In gesprek met Kamerleden over jongeren in 2019  

Datum

4 december 2019

In gesprek met Kamerleden over jongeren in 2019  

Opgroeien met een chronische aandoening is complex. Dit vertelde voorzitter van het Jongerenpanel Zorg én Perspectief Femke van Zoggel aan de Kamerleden van de VVD, ChristenUnie, GroenLinks en PvdA tijdens het rondetafelgesprek over de kansen en belemmeringen van jongeren in 2019 in de Tweede Kamer op 2 december. Naar aanleiding van het rapport ‘Hoge Verwachtingen’ van het SER Jongerenplatform gingen verschillende jongeren van het SER Jongerenplatform, ISO, CNV Jongeren, JOB, Plattelandsjongeren en het Jongerenpanel in gesprek over wat de politiek kan doen om het verschil te maken voor de huidige generatie.

Femke liet de Kamerleden weten dat het Jongerenpanel zich herkent in de uitdagingen voor jongeren uit het SER-rapport. Hoewel er veel kansen zijn voor jongeren, wordt de weg naar zelfstandigheid steeds meer een hindernisbaan. Voor jongeren met een chronische aandoening geldt dit nog sterker: zij moeten het volwassen worden ook nog combineren met een chronische aandoening.

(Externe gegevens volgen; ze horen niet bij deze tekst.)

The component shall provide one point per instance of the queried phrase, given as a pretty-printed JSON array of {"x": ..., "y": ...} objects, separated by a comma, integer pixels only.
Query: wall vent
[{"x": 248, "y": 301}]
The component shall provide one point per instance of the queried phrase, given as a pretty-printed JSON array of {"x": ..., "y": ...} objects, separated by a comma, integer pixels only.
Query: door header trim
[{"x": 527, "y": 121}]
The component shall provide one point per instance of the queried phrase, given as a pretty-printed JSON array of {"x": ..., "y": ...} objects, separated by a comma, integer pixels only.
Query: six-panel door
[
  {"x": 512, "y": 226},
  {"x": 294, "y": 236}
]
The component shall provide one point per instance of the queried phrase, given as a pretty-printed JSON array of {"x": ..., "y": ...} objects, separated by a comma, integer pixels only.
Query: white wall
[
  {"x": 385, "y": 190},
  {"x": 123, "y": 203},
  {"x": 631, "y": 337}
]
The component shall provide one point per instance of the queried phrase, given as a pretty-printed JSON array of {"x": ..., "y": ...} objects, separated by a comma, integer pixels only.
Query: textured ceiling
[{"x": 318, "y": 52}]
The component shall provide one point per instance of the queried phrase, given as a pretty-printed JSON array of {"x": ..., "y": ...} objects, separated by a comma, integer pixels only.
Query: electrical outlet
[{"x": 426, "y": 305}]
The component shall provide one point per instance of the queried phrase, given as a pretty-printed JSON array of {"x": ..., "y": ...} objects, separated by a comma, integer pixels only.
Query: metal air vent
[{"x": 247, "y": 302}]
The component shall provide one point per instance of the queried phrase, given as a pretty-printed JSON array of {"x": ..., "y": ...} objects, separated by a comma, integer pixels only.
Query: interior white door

Een voorbeeld hiervan is de kansen van jongeren op de arbeidsmarkt. Het is niet alleen moeilijk om aan werk te komen, het is ook lastig om duurzaam aan het werk te blijven. Waar 90,9% van de gezonde jongeren tussen 25 en 35 jaar werkt, is dat maar 51,9% van jongeren met een arbeidsbeperking. ‘Onlangs is zelfs gebleken dat de inkomenspositie en kans op een vast contract voor jongeren is verslechterd sinds de introductie van de Participatiewet. Geen hoopvolle cijfers’, aldus Femke. Naar aanleiding van de vragen van Kamerlid Gijs van Dijk van de PvdA laat Femke weten dat zij ook oplossingen ziet: ‘Jongeren moeten beter begeleid worden van onderwijs naar werk. Wie zien dat de Transitieroute of een jobcoach hier echt het verschil kan maken.’

Ten slotte deed Femke nog een oproep aan de Kamerleden: ‘Toets niet alleen hoe beleid invloed heeft op de jongerengeneratie, blijf ook vooral met jongeren zelf in gesprek. Zij kunnen u als geen ander vertellen waar zij tegenaan lopen én waar zij kansen zien.’